The ruling says the diocese did not fraudulently conceal information about prior acts committed by Raymond P. Melville that would have alerted the alleged victim or his family to any danger.

William J. Picher, of Augusta, had accused Melville of sexually abusing him while he was a student at St. Mary’s School between September 1986 and June 1988. Melville was ordained in Presque Isle in 1985 and his initial assignment was assistant pastor at St. Mary’s Parish in Augusta.

Picher, now 38, filed his complaint in 2007. He also accused the diocese of covering up knowledge about previous sex abuse complaints against Melville.

The case never went to trial because Justice Donald Marden granted summary judgment in favor of the diocese on the case’s outstanding count. Marden’s 14-page ruling was filed Monday in Kennebec County Superior Court.

“It is undisputed that, prior to 1990, the diocese had not received a complaint or an assertion that Melville had sexually abused a child,” Marden wrote.

In 1990, a Maryland man wrote to then-Portland Bishop Joseph J. Gerry, saying he had been “emotionally, sexually and physically abused” as a teenager by Melville between 1980 and 1985, during which time Melville was a seminarian studying to be a priest in Baltimore.

“Fear of public knowledge about what was going on forced me to remain silent,” the Maryland man, who has not been publicly identified, wrote to the bishop, adding that he had been in counseling since 1986. “The possible tragedy of another young boy being a victim compels me to write this letter.”

In June 1990, Gerry sent Melville to counseling at a treatment center in Minneapolis. Melville had returned to Maine by August 1990, when he was transferred to St. Joseph’s in Lewiston. He later served parishes in Rumford and Machias.

“The diocese is relieved that the facts of the case are clear to the court,” said Sue Bernard, spokeswoman for the Diocese of Portland. “The evidence shows that the first complaint of sexual abuse by Melville was received in 1990 and unfortunately could not have prevented abuse from 1986 to 1988 as reported by Mr. Picher.”

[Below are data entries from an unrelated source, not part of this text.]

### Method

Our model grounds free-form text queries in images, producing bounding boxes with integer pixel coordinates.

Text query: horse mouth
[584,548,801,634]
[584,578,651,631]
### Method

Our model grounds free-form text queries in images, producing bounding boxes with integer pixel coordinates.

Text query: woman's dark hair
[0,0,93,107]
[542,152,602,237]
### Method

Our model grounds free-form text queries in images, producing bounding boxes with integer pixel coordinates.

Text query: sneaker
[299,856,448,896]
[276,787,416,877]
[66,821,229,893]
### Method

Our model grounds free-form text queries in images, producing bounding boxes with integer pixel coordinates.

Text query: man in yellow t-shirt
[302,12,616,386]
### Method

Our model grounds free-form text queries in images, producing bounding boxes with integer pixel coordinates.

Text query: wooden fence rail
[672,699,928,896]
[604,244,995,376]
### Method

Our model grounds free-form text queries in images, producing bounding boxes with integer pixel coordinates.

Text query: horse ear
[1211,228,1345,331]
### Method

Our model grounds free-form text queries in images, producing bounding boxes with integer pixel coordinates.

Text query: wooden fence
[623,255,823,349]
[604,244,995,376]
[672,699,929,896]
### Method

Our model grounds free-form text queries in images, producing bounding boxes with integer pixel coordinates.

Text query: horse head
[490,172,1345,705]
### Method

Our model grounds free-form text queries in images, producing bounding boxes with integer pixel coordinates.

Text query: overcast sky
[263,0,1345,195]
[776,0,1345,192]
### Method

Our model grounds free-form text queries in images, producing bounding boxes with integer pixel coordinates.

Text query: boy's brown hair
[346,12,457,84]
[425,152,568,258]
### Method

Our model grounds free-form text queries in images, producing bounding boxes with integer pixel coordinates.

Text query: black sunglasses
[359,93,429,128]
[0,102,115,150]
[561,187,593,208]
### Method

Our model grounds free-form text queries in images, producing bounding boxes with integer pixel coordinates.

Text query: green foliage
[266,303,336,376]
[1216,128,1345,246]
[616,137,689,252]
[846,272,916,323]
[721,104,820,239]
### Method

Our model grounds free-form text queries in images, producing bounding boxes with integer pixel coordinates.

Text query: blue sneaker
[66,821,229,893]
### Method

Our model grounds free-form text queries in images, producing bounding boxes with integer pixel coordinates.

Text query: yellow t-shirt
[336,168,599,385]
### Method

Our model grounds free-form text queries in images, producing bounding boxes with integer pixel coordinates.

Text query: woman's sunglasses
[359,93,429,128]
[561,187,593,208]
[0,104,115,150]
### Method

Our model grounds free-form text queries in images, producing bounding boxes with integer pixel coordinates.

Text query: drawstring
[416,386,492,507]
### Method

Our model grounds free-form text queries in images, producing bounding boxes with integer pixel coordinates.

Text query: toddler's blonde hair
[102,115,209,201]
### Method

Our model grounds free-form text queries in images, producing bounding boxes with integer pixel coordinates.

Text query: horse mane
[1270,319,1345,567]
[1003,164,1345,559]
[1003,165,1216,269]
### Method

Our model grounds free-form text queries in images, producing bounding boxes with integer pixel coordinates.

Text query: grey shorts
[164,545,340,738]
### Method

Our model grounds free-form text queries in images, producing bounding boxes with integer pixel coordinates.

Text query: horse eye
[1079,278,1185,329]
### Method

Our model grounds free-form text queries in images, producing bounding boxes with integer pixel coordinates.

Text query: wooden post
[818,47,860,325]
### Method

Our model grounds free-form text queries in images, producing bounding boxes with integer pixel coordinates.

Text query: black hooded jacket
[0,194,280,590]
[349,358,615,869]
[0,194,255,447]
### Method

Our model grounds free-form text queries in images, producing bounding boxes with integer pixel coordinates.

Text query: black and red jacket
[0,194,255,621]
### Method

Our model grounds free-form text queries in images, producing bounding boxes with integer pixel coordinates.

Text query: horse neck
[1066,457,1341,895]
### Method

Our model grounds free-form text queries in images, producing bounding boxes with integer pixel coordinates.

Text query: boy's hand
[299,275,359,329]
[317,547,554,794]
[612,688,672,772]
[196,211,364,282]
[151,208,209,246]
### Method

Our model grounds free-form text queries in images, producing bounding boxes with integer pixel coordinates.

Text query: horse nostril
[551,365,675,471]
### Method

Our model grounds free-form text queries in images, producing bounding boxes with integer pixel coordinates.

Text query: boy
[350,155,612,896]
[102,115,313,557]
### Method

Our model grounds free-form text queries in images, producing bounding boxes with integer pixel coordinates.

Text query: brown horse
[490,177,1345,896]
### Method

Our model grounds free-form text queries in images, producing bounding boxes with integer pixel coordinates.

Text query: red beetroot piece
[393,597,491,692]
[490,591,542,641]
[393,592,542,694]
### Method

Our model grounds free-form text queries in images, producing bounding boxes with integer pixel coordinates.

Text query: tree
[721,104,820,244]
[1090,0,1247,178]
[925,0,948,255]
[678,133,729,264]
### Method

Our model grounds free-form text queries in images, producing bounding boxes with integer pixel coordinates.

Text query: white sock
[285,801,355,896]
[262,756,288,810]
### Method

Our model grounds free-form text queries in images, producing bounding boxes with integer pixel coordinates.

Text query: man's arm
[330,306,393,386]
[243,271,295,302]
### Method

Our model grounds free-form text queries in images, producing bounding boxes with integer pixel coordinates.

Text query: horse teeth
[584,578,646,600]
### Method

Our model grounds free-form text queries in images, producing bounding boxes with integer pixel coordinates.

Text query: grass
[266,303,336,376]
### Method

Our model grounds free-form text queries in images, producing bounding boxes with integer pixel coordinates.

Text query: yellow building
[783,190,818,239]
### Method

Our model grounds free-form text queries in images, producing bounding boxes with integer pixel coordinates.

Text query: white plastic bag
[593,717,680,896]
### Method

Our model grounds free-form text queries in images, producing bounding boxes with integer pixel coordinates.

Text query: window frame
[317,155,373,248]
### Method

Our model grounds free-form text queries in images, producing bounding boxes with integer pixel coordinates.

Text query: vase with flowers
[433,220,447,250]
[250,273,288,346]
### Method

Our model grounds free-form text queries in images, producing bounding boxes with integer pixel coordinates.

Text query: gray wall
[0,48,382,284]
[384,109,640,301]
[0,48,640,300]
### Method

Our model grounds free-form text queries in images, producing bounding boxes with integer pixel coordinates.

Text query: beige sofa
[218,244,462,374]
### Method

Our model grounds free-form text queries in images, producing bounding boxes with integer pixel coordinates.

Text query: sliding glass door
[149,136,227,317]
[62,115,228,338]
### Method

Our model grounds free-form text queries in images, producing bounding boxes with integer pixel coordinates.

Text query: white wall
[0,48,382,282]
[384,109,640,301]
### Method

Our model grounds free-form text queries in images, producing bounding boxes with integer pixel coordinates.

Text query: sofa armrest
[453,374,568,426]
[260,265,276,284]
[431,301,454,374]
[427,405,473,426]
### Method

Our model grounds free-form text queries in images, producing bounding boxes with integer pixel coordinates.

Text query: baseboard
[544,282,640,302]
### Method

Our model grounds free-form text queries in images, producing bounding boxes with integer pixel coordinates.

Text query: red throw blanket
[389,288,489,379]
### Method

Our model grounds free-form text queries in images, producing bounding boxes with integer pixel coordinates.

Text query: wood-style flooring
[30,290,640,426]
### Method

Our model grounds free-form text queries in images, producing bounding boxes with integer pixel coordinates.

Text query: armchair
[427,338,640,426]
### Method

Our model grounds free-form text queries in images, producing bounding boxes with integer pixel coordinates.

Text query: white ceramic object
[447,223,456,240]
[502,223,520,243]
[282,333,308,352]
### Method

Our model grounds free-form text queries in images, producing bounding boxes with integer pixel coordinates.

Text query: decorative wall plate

Melville, now 70, defaulted after failing to respond to Picher’s 2007 court complaint and was ordered to pay Picher $4.2 million in damages.

“We’ve collected very little money on the judgment,” Picher’s attorney, Sumner Lipman, said Thursday.

Lipman said Melville previously lived in Oklahoma, but appears to have relocated to North Carolina.

Bernard said Thursday that Melville was granted a leave of absence from active ministry in 1997 at his request “and has not had any ministry since that time.”

“Technically, he is still a priest,” Bernard said. “In 2005 we sent his case to Rome requesting he be returned to the lay state, and that case is still pending.”

Even with the Superior Court ruling, Picher’s case is not yet over. Lipman said he spoke with Picher Wednesday night about Marden’s ruling.

“We are going to appeal the decision, and we disagree with some of the findings that (Marden) made,” Lipman said. “When you take on the diocese in these cases, you expect you’re going to lose in the lower court and you have to go to the law court to help establish the law on these types of cases.”

The case has already been to the Maine Supreme Judicial Court, which upheld a decision granting the diocese summary judgment on the basis of charitable immunity. But the state’s high court sent it back to the superior court for findings on the fraudulent concealment allegation.

Lipman said the entire case will be appealed.

In a separate case, Michael Fortin, of Sidney, was awarded $500,000 in damages against Melville, and he settled with the church for an undisclosed amount. In that case, the Maine Supreme Judicial Court ruled in 2005 that the protections of church leaders are limited when weighed against the welfare of children.

Fortin said he was sexually abused by Melville for seven years beginning in 1985, when Fortin was 13 and Melville was his parish priest in Augusta.